The San Francisco Board of Supervisors will soon vote on an ordinance that restricts the police department's relationship with the FBI. On Thursday, the Public Safety Committee approved the Safe San Francisco Civil Rights ordinance. Introduced by Supervisor Jane Kim, it urges – but does not require – the police to amend or terminate their agreement with the FBI. The SFPD, however, says the ordinance is unnecessary, as officers who work with the joint task force "remain in the chain of command and under the supervision of SFPD and must comply with Department policies at all times." (Read the full statement below.)
The legislation comes after supervisors learned a few months ago that, under an agreement with the FBI's Joint Terrorism Task Force, San Francisco police officers have interviewed people about their religious practices and political speech -- without reasonable suspicion of any crime.

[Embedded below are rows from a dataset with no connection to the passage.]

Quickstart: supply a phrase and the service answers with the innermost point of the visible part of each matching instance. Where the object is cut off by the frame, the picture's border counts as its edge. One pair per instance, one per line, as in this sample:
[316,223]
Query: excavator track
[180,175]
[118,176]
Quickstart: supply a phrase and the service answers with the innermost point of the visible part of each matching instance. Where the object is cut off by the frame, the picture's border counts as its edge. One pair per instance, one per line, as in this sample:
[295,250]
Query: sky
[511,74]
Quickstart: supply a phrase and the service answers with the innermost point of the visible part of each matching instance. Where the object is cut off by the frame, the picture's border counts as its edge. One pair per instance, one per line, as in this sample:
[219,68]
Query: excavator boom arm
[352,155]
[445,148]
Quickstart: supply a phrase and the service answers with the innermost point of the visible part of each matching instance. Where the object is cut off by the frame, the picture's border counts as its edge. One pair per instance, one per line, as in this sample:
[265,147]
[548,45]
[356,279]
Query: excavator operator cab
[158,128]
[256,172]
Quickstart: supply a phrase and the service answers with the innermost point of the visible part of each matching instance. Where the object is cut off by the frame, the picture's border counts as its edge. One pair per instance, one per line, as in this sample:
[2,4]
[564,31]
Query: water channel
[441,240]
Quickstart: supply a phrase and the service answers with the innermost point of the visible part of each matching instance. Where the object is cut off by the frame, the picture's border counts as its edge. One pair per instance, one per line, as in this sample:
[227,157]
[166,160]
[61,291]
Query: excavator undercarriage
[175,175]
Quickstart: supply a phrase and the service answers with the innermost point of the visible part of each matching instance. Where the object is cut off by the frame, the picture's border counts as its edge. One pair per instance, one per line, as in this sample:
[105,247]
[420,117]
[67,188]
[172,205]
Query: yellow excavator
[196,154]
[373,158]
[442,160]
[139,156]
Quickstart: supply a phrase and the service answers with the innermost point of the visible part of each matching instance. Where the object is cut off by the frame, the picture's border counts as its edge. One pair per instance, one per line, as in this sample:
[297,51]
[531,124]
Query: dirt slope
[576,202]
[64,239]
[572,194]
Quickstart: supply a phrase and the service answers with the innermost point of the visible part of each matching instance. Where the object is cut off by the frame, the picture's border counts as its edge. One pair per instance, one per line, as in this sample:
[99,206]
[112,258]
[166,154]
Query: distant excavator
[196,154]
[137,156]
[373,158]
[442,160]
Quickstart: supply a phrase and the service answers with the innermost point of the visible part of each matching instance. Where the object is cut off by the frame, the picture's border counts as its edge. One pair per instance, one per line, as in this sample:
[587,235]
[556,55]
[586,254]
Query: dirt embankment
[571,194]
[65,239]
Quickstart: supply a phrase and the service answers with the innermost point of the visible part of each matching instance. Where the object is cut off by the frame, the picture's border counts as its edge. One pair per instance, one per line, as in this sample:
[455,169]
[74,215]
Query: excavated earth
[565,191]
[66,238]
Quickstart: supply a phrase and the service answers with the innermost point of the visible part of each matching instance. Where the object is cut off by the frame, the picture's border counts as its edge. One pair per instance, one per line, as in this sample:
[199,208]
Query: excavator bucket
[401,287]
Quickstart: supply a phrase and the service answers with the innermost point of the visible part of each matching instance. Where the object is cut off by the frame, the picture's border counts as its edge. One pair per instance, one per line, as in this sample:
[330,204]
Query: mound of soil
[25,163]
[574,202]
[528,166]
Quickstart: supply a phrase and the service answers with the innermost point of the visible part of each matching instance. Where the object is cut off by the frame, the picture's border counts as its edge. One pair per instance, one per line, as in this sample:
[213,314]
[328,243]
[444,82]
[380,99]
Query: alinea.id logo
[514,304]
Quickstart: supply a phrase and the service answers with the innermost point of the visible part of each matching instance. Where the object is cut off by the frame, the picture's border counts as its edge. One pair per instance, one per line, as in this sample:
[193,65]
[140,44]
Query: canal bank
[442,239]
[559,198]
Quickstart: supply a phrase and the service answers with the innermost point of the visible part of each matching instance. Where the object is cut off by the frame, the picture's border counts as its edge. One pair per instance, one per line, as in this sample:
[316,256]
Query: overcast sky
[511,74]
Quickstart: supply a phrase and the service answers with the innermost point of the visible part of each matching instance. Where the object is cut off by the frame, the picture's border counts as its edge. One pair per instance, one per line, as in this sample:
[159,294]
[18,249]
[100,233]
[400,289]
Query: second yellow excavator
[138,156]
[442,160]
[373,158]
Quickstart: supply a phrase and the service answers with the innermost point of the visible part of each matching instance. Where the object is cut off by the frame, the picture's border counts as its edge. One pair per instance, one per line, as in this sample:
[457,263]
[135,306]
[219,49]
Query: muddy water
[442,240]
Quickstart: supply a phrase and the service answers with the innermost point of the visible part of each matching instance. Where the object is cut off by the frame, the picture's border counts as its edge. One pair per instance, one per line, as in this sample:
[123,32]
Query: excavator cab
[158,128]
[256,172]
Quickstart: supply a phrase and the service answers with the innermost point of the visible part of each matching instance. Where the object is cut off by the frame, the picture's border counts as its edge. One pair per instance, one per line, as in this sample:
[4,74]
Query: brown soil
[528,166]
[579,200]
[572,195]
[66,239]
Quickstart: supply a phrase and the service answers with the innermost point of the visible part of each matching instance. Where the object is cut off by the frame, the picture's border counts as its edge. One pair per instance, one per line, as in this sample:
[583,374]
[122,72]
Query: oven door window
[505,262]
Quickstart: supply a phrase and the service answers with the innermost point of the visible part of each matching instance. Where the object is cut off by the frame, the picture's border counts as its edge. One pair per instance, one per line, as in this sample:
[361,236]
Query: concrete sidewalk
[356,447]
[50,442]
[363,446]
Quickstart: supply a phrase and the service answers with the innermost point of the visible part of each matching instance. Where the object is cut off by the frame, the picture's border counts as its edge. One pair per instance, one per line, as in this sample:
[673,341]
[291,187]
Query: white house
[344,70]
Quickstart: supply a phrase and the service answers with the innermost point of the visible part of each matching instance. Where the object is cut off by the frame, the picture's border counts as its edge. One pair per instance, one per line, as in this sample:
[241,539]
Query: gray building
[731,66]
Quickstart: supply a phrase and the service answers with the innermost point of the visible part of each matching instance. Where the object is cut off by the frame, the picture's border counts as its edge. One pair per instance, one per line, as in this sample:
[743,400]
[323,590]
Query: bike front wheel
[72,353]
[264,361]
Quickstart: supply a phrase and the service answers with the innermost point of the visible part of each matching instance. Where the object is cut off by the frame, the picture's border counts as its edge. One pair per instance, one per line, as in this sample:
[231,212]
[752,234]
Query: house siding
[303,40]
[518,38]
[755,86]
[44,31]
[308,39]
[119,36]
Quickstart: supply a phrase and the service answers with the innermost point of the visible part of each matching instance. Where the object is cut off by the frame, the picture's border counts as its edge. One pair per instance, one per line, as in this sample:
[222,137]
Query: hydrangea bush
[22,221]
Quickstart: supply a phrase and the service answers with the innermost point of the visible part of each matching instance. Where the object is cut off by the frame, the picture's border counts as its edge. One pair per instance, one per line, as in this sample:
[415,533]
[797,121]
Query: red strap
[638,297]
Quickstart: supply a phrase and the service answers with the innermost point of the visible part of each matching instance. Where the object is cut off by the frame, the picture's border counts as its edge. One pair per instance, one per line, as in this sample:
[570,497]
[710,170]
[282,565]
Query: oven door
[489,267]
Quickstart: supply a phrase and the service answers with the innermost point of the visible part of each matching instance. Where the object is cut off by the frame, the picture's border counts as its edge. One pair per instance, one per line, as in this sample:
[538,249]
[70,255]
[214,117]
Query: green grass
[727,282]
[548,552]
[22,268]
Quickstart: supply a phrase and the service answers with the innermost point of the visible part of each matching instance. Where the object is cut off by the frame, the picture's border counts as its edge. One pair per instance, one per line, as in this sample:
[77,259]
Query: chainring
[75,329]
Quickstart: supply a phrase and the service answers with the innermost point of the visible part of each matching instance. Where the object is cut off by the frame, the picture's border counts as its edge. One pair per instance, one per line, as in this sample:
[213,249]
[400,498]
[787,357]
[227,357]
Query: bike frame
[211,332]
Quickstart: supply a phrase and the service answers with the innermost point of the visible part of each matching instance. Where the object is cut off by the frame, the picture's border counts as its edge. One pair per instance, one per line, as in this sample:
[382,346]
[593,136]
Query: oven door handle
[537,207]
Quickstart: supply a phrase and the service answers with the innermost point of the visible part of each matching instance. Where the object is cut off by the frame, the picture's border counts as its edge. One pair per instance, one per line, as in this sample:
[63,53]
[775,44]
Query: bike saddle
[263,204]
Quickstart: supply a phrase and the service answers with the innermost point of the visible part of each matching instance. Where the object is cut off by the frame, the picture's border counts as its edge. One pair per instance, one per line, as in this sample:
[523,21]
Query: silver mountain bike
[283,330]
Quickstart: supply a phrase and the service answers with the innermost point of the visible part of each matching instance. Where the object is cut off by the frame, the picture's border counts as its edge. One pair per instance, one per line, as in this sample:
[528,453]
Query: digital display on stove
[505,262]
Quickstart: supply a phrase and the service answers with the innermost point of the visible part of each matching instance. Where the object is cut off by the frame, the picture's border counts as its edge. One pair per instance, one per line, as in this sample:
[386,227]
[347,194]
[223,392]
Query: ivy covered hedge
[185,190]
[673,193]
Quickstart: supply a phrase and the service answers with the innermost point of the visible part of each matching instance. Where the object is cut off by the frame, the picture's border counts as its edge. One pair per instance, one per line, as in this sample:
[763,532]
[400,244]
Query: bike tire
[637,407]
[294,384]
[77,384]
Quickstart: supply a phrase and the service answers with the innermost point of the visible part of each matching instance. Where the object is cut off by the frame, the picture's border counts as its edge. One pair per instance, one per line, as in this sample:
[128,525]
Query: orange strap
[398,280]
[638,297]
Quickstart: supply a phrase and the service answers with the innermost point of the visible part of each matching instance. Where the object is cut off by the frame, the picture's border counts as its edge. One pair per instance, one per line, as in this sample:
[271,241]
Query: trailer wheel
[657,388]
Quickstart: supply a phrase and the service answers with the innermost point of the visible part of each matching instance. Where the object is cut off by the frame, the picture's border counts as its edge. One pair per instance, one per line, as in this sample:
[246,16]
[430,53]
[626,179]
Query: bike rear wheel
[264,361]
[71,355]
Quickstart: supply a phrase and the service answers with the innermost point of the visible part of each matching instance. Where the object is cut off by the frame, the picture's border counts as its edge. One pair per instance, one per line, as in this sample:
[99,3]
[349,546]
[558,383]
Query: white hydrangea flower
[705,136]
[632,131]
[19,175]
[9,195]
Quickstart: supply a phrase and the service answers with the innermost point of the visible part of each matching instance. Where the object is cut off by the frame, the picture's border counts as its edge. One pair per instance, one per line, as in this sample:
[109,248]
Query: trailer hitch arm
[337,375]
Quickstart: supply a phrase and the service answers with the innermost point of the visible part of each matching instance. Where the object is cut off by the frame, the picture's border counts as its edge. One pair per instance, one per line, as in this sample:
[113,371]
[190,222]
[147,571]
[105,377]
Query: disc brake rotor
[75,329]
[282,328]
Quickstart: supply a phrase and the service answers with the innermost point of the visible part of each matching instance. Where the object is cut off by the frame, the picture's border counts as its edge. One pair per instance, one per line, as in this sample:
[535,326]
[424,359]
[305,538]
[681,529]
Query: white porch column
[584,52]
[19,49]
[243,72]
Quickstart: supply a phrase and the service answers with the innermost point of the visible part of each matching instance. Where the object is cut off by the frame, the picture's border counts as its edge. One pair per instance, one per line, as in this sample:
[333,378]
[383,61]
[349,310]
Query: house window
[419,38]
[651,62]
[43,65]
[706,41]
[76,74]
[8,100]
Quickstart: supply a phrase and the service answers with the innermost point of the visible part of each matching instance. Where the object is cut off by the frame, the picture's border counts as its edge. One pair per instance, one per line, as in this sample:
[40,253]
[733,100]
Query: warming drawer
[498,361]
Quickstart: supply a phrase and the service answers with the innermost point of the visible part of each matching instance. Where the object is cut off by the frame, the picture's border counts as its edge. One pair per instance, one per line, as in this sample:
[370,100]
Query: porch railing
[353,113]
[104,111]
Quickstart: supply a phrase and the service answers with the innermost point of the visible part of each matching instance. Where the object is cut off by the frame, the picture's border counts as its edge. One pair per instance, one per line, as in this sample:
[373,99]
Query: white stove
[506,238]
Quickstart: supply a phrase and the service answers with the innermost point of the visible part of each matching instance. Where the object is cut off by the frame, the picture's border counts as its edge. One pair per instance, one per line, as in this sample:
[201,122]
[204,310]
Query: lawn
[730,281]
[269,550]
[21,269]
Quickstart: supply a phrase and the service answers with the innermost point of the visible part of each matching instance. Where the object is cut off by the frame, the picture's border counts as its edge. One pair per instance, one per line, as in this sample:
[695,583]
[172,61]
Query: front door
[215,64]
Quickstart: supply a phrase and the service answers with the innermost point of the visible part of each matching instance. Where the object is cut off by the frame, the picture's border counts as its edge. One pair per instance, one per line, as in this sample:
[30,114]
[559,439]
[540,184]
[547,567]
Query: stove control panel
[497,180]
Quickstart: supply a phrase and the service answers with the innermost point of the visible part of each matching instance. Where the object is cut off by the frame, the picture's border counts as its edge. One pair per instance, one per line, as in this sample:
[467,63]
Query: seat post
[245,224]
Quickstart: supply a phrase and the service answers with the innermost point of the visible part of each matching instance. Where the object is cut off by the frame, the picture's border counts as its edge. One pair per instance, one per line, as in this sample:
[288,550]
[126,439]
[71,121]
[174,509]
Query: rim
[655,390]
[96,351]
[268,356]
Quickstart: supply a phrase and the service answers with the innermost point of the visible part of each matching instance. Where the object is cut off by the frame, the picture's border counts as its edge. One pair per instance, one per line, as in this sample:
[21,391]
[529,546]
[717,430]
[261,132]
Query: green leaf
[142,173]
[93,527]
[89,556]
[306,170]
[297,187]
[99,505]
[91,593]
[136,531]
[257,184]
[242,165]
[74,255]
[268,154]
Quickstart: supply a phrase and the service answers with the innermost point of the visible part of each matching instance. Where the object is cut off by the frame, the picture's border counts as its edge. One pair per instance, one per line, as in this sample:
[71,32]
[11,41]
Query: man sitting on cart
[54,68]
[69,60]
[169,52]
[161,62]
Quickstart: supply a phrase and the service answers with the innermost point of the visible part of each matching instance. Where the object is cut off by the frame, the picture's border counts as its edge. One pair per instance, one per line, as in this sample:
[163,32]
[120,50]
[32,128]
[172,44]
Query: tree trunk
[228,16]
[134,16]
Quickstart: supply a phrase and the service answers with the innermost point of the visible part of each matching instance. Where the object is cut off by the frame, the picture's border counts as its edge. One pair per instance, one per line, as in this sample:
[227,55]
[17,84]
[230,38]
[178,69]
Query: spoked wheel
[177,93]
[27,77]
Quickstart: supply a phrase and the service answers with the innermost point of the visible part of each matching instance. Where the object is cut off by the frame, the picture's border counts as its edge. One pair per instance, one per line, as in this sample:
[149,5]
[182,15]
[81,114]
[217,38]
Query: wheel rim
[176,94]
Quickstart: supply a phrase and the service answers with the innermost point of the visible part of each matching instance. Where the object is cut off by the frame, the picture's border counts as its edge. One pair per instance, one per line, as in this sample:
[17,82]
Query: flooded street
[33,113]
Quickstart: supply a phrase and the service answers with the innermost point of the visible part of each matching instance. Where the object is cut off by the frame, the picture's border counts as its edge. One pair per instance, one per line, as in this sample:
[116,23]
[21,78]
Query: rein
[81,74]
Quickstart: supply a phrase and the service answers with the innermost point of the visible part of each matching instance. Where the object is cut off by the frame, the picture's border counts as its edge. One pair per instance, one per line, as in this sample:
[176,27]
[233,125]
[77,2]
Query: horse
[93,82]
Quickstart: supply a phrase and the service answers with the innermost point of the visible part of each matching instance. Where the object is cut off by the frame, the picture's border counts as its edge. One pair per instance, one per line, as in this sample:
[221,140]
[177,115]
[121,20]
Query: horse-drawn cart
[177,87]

At the hearing yesterday, John Crew of the ACLU charged that the partnership between the SFPD and FBI is a departure from standard criminal practice, and unacceptable. He said, “nobody in San Francisco or California decided to throw away our standards and take our local police officers and turn them into national security agents.”
Nasrina Bargzie, a lawyer with the Asian Law Caucus, said that in 2001, after she told friends she opposed the war in her native Afghanistan, officers contacted her and arranged an interview at a Concord Starbucks. Holding back tears, she testified, “this ordinance matters because based on the standards that applied to the FBI today, anybody could be subjected to the treatment I was."
The ordinance is slated for a reading and Board vote on March 13th.